ALUMNI artists, many of them couples, mounted visual interpretations of love in the art exhibit, “NIIG: An Exhibition of Intimate Conversations,” which opened Feb. 16 at the Sigwata Art Gallery in Santa Cruz, Manila.

“NIIG” is a Filipino word that connotes a strong, intimate and idiosyncratic conversation between lovers, a fitting title for a collaborative love-themed exhibit.

Joum Valera and Mara Herrera mounted a mixed-media work on canvas of their family, which consisted of the couple and their only child, titled “Allow and Be,” an image of the couple facing each other while splatters of green, black, blue and purple hues emphasized greatly in the middle symbolized their child.

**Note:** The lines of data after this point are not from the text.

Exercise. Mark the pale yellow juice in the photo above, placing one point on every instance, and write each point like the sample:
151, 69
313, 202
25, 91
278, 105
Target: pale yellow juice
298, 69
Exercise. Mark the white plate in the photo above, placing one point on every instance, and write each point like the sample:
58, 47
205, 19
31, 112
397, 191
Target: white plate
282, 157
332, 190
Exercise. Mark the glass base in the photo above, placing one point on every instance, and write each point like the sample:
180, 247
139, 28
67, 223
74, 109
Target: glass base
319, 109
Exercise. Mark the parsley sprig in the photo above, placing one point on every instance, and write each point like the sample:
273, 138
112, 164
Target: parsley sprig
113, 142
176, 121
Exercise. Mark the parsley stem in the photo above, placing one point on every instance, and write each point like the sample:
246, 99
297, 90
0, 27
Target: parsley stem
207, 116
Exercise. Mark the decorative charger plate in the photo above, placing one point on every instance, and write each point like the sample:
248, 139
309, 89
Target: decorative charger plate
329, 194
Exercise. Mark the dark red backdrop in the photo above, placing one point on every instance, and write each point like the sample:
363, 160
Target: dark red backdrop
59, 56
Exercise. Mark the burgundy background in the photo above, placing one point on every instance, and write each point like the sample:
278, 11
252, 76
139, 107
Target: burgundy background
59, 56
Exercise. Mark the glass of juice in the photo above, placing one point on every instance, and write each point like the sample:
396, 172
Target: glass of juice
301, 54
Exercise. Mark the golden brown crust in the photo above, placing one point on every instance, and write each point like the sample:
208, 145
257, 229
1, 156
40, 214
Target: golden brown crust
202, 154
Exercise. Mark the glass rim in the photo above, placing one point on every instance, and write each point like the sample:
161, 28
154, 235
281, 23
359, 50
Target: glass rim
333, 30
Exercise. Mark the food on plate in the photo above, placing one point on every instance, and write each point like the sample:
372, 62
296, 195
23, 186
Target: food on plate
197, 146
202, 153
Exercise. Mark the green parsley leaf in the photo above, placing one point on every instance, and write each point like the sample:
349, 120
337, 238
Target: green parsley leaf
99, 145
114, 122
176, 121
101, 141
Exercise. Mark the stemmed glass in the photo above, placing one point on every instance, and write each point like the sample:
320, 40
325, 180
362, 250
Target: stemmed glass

“It [relationship] is a test of understanding and patience on both sides, but one of the things we agree on is being progressive and expansive in experimenting with styles and techniques,” Herrera told the Varsitarian.

Herrera, an alumnus of the College of Fine Arts and Design (CFAD), sought to depict meditation and freedom.

“Allowing our hands to create with little or no design in mind and being in the moment of conception and creation… we always wanted to incorporate our spiritualistic sense which is the core [character] of our work,” she explained.

Husband-and-wife Mideo Cruz and Racquel de Loyola, a 2009 Thirteen Artist awardee and performance artist, presented an interactive installation titled “Intersect,” in which the audience were instructed to connect strings of yarn from one end to another in any direction.

“This is how the work really [engages] the interpretation, it’s meaning varies from one person to the next, open and unpredictable, just like how a relationship would fall into place,” Loyola pointed out.

The piece was abstract, and the unpredictability of the outcome was the goal of the couple, who wanted to compare the process of building up the piece to that of a relationship.

Cruz, who studied advertising at the University, said that the strings also symbolized an extension of their life from the city to their life in the province.

“The link is not limited, we are part of a bigger community,” he added.

In 2011, Cruz mounted a controversial installation titled “Poleteismo,” which displayed religious images incorporated with pop culture icons. It was negatively received by catholic groups who deemed it as “sacrilegious and blasphemous.”

Cruz believed that the purpose of his art was to invoke critical discourse and the controversy that circled around his piece merely “served as an extension of the work.”

The couple’s decision to live “off-grid” in the province was to “get away from the influence of the commercial mainstream,” and there they continue to shape art that incites more constructive and critical discourse.

Pamela Hopilos, along with artist Rem San Pedro, created a mixed-media work which used paint, thread, cloth and printed pictures titled “Magkatabi sa Kama.”
Hopilos, an accountancy graduate, said that the placement of the painting was inspired by a “meme” of the typical sharing space of a couple in bed, the woman’s side greater than the men.

The exhibit was inspired by the film “Frida”, where famed Mexican surrealists Frida Kahlo and Diego Rivera painted images of their 25 years of marriage, letting the people get a glimpse into their troubled yet passionate relationship.

NIIG was organized by Rezureccion Art Project, an artists-initiative cultural events outfit founded in 2008, in partnership with Sigwada Art Gallery.

“We got different artists and couples who practice different disciplines, and through their pieces they give the audience an idea of the chemistry that they have,” said co-organizer Recci Bacolor.

Other artists featured were Bryan Araneta and Mara Sabado, Jonathan Cena and Jean Sioson, BLIC and Yeng Cruz, Diana Aviado and Luigi Azura, and Myke Montañez and Cham Cristobal.

“NIIG: An exhibit of intimate conversations” ran from Feb. 9 to March 2.